Safety and Efficacy of Sodium-Glucose Cotransporter 2 Inhibitors in Older Adults with Variable Disease States: A Meta-analysis of Large Placebo-Controlled Trials
- PMID: 39987306
- DOI: 10.1007/s40266-025-01183-8
Safety and Efficacy of Sodium-Glucose Cotransporter 2 Inhibitors in Older Adults with Variable Disease States: A Meta-analysis of Large Placebo-Controlled Trials
Abstract
Background: Recent guidelines recommend the use of sodium-glucose cotransporter 2 (SGLT-2) inhibitors (SGLT2i) in patients suffering from cardiorenal diseases. However, the safety and efficacy of SGLT2i in older adults with atherosclerotic cardiovascular disease (ASCVD), heart failure (HF), and chronic kidney disease (CKD) remain unclear.

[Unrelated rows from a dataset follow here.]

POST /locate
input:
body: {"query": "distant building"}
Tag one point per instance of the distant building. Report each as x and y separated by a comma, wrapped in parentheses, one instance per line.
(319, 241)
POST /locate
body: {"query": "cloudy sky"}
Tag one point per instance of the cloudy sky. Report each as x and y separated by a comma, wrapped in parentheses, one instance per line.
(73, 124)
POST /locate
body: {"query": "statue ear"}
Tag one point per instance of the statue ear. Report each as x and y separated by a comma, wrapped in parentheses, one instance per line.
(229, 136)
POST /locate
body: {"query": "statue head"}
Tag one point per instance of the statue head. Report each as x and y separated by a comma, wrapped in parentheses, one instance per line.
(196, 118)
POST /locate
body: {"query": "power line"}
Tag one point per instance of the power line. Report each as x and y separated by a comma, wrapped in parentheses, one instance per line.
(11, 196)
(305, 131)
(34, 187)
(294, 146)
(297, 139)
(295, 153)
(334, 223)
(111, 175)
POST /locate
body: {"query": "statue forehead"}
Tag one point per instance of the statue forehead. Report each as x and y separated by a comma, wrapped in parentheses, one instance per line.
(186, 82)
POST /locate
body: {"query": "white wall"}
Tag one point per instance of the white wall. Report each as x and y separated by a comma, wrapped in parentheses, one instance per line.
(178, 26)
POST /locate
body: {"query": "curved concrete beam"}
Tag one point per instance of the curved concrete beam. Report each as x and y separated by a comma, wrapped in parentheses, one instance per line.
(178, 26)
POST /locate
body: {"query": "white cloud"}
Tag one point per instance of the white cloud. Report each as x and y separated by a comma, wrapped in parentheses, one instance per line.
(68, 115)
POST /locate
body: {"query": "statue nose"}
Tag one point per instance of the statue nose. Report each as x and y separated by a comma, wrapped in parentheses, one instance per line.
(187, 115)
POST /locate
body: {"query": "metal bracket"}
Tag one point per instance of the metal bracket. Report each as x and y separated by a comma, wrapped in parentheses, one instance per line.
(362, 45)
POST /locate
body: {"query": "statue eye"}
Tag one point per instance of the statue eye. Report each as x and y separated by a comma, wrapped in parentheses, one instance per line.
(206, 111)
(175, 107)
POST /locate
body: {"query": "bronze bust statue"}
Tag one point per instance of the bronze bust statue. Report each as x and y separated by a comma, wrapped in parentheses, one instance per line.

Methods: Online databases were queried from inception to 11 July 2023 to identify primary or secondary analyses for inclusion. Efficacy outcomes included all-cause mortality, cardiovascular (CV) death, hospitalization for heart failure (HHF), major adverse cardiac events (MACE), CV death/HHF composite, and cardiorenal composite events. Safety endpoints included acute kidney injury (AKI), serious adverse events, genital infections, limb amputation, fractures, urinary tract infections (UTI), and volume depletion. Data were pooled using a random-effects model to derive risk ratios (RRs) and 95% confidence intervals (CIs).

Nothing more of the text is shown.